Let’s start out with the call from the potential employer asking if you would be available for an interview. Resist temptation – don’t shout out, “Yes”! Be enthusiastic but not overtly desperate. Confirm that you are still available and you would be happy to arrange a time convenient to the employer’s schedule. Having said that, you will want to take into consideration your own schedule as well. In a previous article, I suggested you set aside certain hours or days especially for interview times. First, see if your schedule fits the employer’s schedule. If so, everything is great. Be sure to allow yourself plenty of time between interviews if you have more than one on the same day.

If your scheduled interview days or times do not coincide with what the interviewer has available, do not let them push you into a time slot where you are trying to juggle two competing interests. For example, if you have a doctor’s appointment for a heart condition that you cannot miss, be apologetic but firm. Any employer you really want to work for will understand these things. However, if your schedule is too full, their interest may wane as frustration sets in. Don’t even think of playing hard-to-get; it doesn’t work in the business world.

While you may have a million questions running through your head, save them for the interview. You don’t want to take up too much of the interviewer’s time during the scheduling phone call, and you need time to practise your questions and answers before you lay them out.

The right questions to ask, however, include:

    Person(s) you will meet or who to ask for

These are critical and basic questions.

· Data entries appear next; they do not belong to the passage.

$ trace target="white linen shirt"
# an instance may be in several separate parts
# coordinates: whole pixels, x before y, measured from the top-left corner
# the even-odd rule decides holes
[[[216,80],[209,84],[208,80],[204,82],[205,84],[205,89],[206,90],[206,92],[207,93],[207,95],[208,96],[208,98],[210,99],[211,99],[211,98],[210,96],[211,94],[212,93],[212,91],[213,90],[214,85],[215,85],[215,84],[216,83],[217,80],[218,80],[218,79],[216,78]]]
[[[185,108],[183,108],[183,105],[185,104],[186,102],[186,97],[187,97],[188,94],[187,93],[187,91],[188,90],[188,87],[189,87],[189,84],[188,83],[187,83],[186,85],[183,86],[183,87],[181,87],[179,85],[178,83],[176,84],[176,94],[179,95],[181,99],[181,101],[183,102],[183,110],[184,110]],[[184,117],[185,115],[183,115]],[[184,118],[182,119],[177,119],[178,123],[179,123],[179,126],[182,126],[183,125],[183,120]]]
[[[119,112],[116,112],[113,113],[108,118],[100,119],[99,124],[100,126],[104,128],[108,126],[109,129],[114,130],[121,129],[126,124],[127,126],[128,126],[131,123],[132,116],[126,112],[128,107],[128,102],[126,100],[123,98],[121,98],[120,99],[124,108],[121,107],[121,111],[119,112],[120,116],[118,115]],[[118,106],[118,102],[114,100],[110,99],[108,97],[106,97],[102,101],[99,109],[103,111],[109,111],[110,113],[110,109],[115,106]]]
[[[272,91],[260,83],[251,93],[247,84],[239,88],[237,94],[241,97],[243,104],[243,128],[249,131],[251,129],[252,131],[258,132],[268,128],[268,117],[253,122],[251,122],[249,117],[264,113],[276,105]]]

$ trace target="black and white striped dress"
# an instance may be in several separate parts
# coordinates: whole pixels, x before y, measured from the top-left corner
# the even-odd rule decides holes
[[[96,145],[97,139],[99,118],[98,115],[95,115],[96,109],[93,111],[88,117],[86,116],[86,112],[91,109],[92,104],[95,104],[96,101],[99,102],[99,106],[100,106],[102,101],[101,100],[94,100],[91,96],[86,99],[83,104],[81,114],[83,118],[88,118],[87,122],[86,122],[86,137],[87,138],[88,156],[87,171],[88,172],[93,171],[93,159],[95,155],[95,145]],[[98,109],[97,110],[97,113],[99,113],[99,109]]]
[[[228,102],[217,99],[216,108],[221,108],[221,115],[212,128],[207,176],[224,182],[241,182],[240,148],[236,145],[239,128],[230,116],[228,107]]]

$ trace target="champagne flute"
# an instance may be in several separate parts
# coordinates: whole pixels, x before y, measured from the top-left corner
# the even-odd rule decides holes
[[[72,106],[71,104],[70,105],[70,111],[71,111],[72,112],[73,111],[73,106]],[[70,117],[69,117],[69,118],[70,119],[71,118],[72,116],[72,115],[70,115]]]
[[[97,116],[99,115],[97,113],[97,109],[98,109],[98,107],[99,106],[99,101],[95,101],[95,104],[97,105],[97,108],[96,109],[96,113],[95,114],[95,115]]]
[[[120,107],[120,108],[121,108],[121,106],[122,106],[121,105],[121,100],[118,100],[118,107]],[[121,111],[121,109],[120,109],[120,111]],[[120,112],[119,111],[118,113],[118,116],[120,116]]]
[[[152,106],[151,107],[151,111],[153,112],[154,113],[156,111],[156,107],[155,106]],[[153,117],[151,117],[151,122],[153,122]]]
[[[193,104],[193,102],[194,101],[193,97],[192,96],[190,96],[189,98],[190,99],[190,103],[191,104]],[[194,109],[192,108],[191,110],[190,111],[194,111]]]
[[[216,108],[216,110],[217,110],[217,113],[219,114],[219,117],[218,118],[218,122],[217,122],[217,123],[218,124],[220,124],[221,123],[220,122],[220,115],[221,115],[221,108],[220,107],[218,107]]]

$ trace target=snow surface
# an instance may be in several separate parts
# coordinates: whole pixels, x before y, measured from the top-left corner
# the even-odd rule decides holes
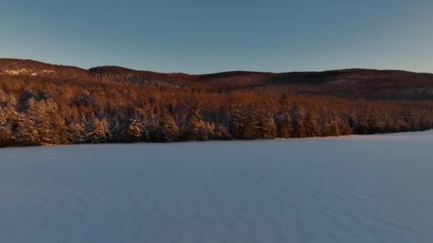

If you mess up the interview date or time, it is a serious blow to your character. If you are late because you didn’t take the time to ask for directions beforehand, it sends a poor message about your organisation and preparation skills. In fact, unless the interview is the next day, make sure you call to confirm your information and the appointment either the day prior or the morning of the interview. If you don’t get the basics right, your potential employer will not have confidence in your ability to perform the job properly.